Wer sein Album „Neukrautrock“ nennt, muss Mut haben. Die jüngeren werden überhaupt nicht wissen, was Krautrock ist, die älteren werden sich fragen: An welche Sorte Krautrock knüpfen die an? An Birth Control oder eher an Can? Den vier Karlsruhern ist es egal: „Was uns mit dem klassischen Krautrock verbindet, ist die Experimentierfreude. Und es ist anders, als das was heute unter Deutschrock läuft, Sachen wie Slbermond, das sind wir auch nicht“, sagt Schlagzeuger Jörg „Enzo“ Enderle.
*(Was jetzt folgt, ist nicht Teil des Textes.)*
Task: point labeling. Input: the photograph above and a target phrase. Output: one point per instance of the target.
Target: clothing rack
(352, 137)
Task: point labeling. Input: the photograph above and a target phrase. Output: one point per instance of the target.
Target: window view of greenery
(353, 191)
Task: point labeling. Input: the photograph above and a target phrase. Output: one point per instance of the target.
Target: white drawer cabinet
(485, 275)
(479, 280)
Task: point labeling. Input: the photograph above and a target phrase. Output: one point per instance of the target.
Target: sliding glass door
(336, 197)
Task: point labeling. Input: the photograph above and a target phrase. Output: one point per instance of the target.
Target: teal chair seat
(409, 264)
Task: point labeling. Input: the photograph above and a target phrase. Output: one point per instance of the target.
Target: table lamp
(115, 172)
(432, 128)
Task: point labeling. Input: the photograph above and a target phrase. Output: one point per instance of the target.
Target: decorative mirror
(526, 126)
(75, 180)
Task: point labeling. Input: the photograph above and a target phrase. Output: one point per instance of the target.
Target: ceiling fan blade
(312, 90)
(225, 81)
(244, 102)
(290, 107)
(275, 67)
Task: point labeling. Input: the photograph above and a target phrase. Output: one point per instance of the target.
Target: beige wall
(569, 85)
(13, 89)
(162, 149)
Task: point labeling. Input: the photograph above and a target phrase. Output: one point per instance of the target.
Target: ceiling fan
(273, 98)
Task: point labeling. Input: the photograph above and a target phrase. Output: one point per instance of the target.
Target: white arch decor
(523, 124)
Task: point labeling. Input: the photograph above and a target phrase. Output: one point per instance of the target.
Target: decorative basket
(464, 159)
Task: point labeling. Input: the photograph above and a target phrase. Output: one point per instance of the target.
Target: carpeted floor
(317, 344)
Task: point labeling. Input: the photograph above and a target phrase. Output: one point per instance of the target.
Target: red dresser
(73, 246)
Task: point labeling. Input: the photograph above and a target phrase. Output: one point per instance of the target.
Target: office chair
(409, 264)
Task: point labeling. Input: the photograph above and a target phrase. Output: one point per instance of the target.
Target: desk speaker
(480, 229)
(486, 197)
Die Experimentierfreude haben sich die Herren von Kaosplanet (alle im reiferen Alter zwischen 45 und 57) durchaus bewahrt: Mit deutschen Texten, mal ernst, mal mit feiner Ironie, mal politisch, mal persönlich und einer Musik, die über das Strophe-Refrain-Strophe-Schema hinausweist. Ungewöhnlich ist der Einsatz des Saxophons, gespielt vom Sänger Stefan Geßenauer. Neben solistischen Ausrufezeichen unterstützt er die erdigen Riffs von Gitarrist Dieter Taubert. Jazzrock? Ja, ein bisschen, aber nicht im traditionellen Sinn. Sie bekennen sich als Fans von „Musiker-Musik“ à La Dream Theater, aber so komplex wollen und können sie selbst nicht arbeiten. Im Vordergrund stehen immer noch eingängige Melodien und erdverbundene Riffs, mit einer gewissen Finesse gespielt. Bis die richtige Besetzung stand, die auch hinter der Musik steht, dauerte es eine Weile. „Wir hatten immer mal Probleme mit Gitarristen“, verrät der Sänger. Vor allem, wenn sie einen Drang zum Mainstream verspürten.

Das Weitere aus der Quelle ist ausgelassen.